Originally posted by smalco
As I was star gazing my eye caught a small point that was moving at a constant speed from South to North. I have on numerous occasions seen satellites pass overhead, usually moving from South to North, but this one was rather special. As I followed the movement for more that 10 seconds, the small point grew in size (+/- x 30) and became extremely bright. This lasted for about 5 seconds after which it turned again to the size of a small dot until I lost it out of sight.
Originally posted by yuefo
Are you sure? Venus is mag. -4. The moon is mag. -12.
-8 is extraordinarily bright for a satellite I'd think.
Some of the flares are so bright (some get up to -8 magnitude, but rarely they can get to a brilliant -9.5)  that they can be seen at daytime, but they are most impressive at night.
Originally posted by spacedoubt
Is this similar to what you saw?
Q. What is an Iridium flare?
A. An Iridium flare is caused by the sun being reflected from one of the three main mission antennae (MMA) of an Iridium satellite. The MMAs are flat, highly polished aluminium surfaces, and when the angles are just right, they can reflect the sun just like a mirror. There are over 80 of these communications satellites in orbit, and they are operated by the Iridium LLC Consortium. For more information, please see our Iridium flare help page.
Q. Why are satellites not visible in the middle of the night?
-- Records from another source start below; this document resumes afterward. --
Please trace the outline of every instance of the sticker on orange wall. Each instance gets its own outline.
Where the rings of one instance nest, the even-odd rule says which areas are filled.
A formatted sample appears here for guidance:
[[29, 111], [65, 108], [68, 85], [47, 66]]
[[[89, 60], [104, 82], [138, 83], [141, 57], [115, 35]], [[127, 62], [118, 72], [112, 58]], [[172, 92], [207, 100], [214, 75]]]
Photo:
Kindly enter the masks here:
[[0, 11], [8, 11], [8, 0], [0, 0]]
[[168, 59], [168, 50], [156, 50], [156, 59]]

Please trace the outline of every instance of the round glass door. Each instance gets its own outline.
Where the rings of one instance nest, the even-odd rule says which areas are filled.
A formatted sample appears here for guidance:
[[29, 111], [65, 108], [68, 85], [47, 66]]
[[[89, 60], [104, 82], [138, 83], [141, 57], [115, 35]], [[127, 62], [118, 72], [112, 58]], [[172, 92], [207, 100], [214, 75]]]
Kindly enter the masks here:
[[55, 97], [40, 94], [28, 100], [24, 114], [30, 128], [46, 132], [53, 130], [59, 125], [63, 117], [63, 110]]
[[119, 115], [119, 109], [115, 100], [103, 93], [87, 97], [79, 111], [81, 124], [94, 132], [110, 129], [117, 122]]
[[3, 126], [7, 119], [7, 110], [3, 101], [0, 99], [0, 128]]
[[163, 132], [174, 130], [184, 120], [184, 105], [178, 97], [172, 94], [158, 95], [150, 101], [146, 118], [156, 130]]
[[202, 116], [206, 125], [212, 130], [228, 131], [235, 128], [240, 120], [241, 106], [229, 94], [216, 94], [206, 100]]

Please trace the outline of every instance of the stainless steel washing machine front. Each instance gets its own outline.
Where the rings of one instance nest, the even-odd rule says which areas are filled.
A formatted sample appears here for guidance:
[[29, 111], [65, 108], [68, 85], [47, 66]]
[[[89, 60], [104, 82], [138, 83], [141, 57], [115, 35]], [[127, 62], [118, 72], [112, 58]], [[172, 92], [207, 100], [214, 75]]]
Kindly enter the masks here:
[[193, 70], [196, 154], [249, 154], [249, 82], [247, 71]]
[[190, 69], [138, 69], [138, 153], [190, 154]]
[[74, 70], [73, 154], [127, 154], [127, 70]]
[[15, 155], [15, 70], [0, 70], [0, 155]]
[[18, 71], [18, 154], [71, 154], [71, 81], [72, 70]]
A. Satellites are only visible when they are lit by the sun, but the observer on the ground is already in darkness. These conditions are met only when the sun is below the observer's horizon, but not too far down or the satellites themselves are also in the earth's shadow. So normally, satellites are only visible a few hours after sunset, or before sunrise. In the middle of the night the sun is simply too far below the horizon to light them. In summer however, especially at latitudes far north or south, the sun is never too far down, even at midnight, and satellites can be seen the whole night through.
Originally posted by Xenophobe
The OP stated that the sighting occurred around 1 a.m.
It is my understanding that satellite sightings occur within a couple hours after sunset or a couple hours before sunrise (in all, but the very Northernmost and Southernmost latitudes).
The reason for this is that a satellite must be in a position to reflect sunlight in order for an observer to see it. 1 a.m. would be a bit late for satellite viewing.
[edit on 16-7-2007 by Xenophobe]
Originally posted by smalco
No it wasn't like the video or image provided. It wasn't a flare, nor did it look like a comet/meteorite tail. It remained at all times a dot but did grow rapdily in size and became way brighter to return to its initial state until I lost track of it.